Concours pour le paradis – Clélia Renucci – Editions Albin Michel – Prix du premier roman 2018 -Prix grands destins du parisien week-end.

Clélial renucci 3 » Tout était dévasté, consumé, calciné. C’est de cet enfer qu’allait renaître le Paradis. » 

EN PLEINE RENAISSANCE ITALIENNE.

L’auteure professeure, vit à New York, après un essai elle  publie ce roman pour lequel elle vient d’obtenir le Prix du premier Roman 2018-Prix Grands destins du Parisien Week-end.
Nous sommes en 1577 dans la resplendissante VENISE de la Renaissance. Le palais des Doges brûle et rien ne reste ou presque de la Salle du Grand Conseil ni de l’immense fresque représentant le PARADIS.
Dès 1578 le Doge décide d’organiser un concours pour peindre une nouvelle fresque.
Cinq concurrents sont choisis. Les conseillers du Doge dont les portraits enchantent le lecteur visitent les ateliers.
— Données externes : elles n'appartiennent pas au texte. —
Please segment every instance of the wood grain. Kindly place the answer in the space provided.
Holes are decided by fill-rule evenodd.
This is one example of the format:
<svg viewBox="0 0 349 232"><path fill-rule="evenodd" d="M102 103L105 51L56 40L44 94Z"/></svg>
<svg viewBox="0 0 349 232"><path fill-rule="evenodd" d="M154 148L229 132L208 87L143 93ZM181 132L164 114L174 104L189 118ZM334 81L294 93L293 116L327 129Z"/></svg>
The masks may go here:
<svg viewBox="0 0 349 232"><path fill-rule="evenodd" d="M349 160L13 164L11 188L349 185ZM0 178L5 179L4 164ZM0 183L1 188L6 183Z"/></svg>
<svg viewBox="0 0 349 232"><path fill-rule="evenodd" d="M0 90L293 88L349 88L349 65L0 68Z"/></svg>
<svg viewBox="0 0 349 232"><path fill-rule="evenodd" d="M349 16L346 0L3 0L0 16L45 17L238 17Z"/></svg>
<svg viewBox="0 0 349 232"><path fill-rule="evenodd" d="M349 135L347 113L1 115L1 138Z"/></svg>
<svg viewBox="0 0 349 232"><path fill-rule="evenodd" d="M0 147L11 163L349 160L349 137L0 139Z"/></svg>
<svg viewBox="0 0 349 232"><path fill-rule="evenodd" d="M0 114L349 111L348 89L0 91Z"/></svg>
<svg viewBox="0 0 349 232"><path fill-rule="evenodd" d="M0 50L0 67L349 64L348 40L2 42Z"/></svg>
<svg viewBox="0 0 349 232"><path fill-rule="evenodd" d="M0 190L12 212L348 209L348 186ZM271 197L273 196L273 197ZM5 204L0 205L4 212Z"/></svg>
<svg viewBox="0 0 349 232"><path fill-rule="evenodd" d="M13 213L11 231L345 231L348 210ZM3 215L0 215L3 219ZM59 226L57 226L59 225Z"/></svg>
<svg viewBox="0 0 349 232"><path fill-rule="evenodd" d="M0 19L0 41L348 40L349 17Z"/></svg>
Il faut dire qu’à cette époque chaque peintre important avait son atelier où travaillaient ses élèves et ses enfants.
Deux peintres resteront finalement en lice, et non des moindres : VÉRONÈSE et LE TINTORET.
Ce sera donc « LE COURONNEMENT DE LA VIERGE AU PARADIS » dont on voit un détail sur la jaquette du roman et l’on va suivre les « aventures » de cette fresque jusqu’à son installation définitive le 7 Mai 1592.
1577-1592. C’est long mais ce sont des aventures, c’est-à-dire de rivalités nombreuses :
–  entre les patriciens qui ont chacun leur poulain à défendre.
entre Rome et Venise. C’est à la fois politique et religieux. Venise s’est souvent comportée avec une certaine indépendance et dans les arts aussi. Rome va donc envoyer des « contrôleurs » pour voir si toutes les règles imposées par l’Église sont respectées dans la peinture.
au sein des familles, chaque peintre pouvant être un patriarche écrasant ou bien un fils étouffant sous la coupe de son père.
entre les peintres eux-mêmes et les anecdotes -sur ce qu’ils sont capables de faire pour obtenir une commande- sont nombreuses et les traîtrises aussi donc.
VÉRONÈSE est un homme flamboyant qui croque la vie à pleines dents (dont la courtisane Tullia) mais il n’est pas de Venise. Il est de Vérone, toute proche, d’où son nom de peintre. Le « bougon » et sévère  TINTORET, lui est Vénitien et c’est important.
Tout cela est historique, tout comme c’est le fils du Tintoret qui a véritablement peint la fresque sous le nom de son père qui, lui, a recueilli tous les éloges.
Ce qui est passionnant aussi, ce sont les descriptions de la Venise de l’époque, même du carnaval.
CLÉLIA RENUCCI s’attarde aussi sur les techniques picturales de ce temps et des difficultés à réaliser cette fresque longue de vingt-deux mètres sur sept, de haut. 
« Qu’il est long le chemin… » comme l’indique le titre d’un chapitre mais l’auteure qui s’est beaucoup documentée nous emporte aussi dans un véritable roman bouillonnant et plein de vie. Elle a ajouté des personnages, des amours… et tout ceci dans un style très fluide.
Ce tableau-fresque que le visiteur voit à peine quand il passe dans la Salle du Grand Conseil donne envie de retourner à Venise pour le revoir le livre à la main !…
Une lecture-plaisir très enrichissante d’un roman très réussi.
Marie-José
MC/Librairie Doucet

« Concours pour le paradis » – 272 pages – prix : 19 € – (parution le 22/8/18) – prix du premier roman 2018 – Prix grands destins du Parisien week-end.